OREANDA-NEWS. Rosstat has posted CPI numbers for March. Headline CPI accelerated 0.2pp to 16.9 YoY. The print is in line with our view and consensus. As expected, this time around weekly data prints came very close to the actual figure.

The largest contribution to the headline figure came from the non-food product group, which added 0.32pp. One third of that came from the clothing and footwear group. As anecdotal evidence suggests, this product group enjoyed relatively scarce attention during the ‘flight-from-RUB’ panic consumption boom in 4Q14. This led to the accumulation of stocks and a longer than usual period of seasonal discounts.

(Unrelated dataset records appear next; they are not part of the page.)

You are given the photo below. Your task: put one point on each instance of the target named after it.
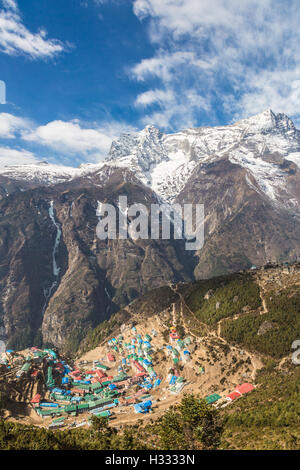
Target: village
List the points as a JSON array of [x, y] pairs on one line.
[[136, 375]]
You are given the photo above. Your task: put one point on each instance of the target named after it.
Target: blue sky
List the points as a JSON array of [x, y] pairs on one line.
[[80, 72]]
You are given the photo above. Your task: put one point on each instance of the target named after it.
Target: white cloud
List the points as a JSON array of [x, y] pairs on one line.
[[154, 96], [9, 156], [15, 38], [70, 137], [237, 57], [11, 125]]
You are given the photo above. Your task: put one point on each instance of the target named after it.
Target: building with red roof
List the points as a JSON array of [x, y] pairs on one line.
[[233, 396]]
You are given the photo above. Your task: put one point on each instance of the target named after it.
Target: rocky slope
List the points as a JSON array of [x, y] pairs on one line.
[[57, 279]]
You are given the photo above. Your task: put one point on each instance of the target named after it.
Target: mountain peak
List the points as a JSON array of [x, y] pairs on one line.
[[267, 121]]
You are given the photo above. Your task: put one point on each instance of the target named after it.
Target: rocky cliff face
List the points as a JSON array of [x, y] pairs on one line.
[[57, 279]]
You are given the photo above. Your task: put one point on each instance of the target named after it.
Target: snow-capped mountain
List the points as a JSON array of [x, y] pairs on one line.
[[262, 144], [57, 279]]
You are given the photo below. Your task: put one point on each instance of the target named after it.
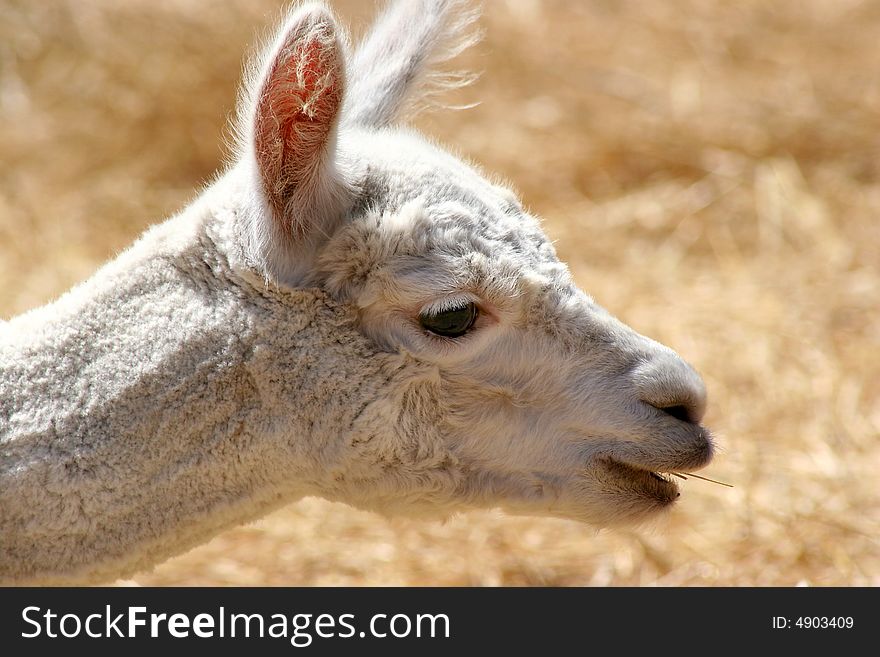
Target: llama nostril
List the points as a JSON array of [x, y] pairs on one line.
[[670, 385], [679, 412]]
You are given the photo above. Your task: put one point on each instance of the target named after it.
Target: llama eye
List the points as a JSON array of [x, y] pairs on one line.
[[451, 323]]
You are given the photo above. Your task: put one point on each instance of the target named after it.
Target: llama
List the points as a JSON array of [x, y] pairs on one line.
[[348, 312]]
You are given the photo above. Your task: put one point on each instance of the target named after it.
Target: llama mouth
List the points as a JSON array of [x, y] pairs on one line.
[[656, 485]]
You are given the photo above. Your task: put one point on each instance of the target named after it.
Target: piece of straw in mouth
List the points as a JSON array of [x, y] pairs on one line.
[[691, 474]]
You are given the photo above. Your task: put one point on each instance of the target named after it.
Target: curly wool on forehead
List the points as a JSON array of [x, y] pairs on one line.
[[415, 199]]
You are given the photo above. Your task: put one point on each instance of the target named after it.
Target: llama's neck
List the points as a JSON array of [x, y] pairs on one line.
[[145, 410]]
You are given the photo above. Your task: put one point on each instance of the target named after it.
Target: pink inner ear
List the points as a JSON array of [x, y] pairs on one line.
[[296, 112]]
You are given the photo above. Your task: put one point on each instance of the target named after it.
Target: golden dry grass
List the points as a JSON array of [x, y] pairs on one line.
[[709, 168]]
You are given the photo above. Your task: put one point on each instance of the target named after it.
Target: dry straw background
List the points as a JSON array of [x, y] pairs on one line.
[[709, 168]]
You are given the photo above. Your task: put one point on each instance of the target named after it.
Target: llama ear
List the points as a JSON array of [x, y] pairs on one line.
[[398, 66], [294, 107]]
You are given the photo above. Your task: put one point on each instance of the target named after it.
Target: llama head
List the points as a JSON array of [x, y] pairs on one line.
[[514, 388]]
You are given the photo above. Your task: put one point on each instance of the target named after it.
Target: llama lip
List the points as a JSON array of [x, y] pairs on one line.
[[654, 484]]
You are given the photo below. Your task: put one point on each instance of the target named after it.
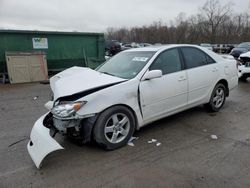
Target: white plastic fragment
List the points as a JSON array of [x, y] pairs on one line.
[[214, 137], [131, 144], [152, 141], [158, 144]]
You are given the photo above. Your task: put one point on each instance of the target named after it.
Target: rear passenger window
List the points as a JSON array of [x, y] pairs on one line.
[[168, 62], [195, 58]]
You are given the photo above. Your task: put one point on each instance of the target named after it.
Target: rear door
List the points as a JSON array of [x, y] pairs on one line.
[[202, 73]]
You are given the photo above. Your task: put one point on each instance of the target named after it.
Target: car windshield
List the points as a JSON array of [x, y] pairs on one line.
[[244, 45], [126, 64]]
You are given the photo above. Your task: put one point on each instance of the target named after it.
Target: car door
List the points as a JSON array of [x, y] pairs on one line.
[[168, 93], [202, 73]]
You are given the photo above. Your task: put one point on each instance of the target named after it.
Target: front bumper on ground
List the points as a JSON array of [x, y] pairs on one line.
[[242, 69], [41, 143]]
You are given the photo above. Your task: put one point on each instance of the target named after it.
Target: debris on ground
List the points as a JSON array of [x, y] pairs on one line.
[[130, 142], [158, 144], [35, 98], [152, 141], [214, 137]]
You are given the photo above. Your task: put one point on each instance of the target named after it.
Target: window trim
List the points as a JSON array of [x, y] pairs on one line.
[[185, 61], [180, 57]]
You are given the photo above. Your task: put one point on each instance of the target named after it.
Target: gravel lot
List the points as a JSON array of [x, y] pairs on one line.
[[187, 156]]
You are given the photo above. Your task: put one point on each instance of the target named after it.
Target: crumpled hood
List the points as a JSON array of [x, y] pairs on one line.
[[78, 79]]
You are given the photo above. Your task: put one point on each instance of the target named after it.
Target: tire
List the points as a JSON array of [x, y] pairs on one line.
[[114, 127], [107, 52], [243, 78], [217, 99]]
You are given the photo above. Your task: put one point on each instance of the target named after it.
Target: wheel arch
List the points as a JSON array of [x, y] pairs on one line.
[[97, 115]]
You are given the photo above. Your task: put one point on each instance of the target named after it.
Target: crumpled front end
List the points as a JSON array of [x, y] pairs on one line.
[[41, 143]]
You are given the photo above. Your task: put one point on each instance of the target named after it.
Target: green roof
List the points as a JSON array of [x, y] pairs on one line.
[[48, 32]]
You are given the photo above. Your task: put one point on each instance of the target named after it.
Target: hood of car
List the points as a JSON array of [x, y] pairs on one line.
[[77, 79], [240, 49]]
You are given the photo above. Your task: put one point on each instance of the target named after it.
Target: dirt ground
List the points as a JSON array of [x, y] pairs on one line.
[[187, 156]]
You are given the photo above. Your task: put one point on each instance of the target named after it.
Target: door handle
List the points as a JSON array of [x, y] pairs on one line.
[[182, 78]]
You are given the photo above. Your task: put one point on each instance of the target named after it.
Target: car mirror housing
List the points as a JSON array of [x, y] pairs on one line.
[[152, 74]]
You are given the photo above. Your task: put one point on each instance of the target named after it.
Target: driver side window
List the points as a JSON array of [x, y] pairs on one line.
[[168, 62]]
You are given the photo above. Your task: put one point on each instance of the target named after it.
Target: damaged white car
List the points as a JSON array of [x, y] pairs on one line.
[[244, 66], [130, 90]]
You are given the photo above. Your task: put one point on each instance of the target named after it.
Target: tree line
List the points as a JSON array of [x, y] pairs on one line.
[[214, 23]]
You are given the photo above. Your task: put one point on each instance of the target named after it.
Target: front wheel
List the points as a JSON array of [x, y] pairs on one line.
[[217, 99], [114, 127]]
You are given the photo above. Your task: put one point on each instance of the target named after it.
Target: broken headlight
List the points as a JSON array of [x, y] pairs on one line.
[[67, 109]]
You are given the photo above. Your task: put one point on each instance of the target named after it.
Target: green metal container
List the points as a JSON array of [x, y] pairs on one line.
[[63, 49]]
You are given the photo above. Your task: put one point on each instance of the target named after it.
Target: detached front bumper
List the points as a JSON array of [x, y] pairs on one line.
[[243, 70], [41, 143]]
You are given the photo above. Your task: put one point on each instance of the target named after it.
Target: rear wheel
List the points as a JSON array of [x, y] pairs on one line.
[[217, 99], [114, 127]]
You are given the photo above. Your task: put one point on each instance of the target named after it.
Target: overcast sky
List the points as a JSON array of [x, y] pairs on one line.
[[97, 15]]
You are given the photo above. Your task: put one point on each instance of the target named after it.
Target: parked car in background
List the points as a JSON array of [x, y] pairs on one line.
[[144, 44], [241, 48], [207, 45], [244, 66], [130, 90], [112, 47]]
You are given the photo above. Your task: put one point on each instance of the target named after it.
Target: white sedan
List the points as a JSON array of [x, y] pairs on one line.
[[130, 90]]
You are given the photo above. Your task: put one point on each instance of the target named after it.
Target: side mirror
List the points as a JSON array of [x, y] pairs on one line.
[[152, 74]]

Therefore, the current uptick should be interpreted as another case of pent-up inflation, which is unlikely to produce significant second-round effects once prices adjust.

Food inflation decelerated markedly, subtracting 0.1 pp from the headline, with the fruit and vegetable group’s contribution standing at -0.22pp. At the individual item level, the granulated sugar price declined 3.4% MoM SA after showing double-digit growth in Dec-14-Jan-15, while eggs lost 1.7% MoM SA. The most pronounced growth was posted by vegetable oils (3.4% MoM SA) and pasta (2.7% MoM SA).

Overall, the data strongly supports a front-loaded pass-through hypothesis. The print sends a strong message to the CBR of the necessity to re-evaluate its assumptions considering the speed and scale of FX pass-through. To put it more technically, it appears that the sensitivity of price growth to the growing demand gap is higher, or that inflation expectations are less backward-looking than implied by the CBR’s inflation projections. We expect that as the residual pass-through wears off, the CPI weekly run will start to fall below the 0.2% WoW observed throughout March, which will likely result in April inflation being in the range of 16.6-16.8% YoY. We stick to our call for a front-loaded path of disinflation, expect that this print is likely to tip the balance at the next monetary policy meeting, scheduled to take place at the end of April, in favour of a more front-loaded path of rate normalisation.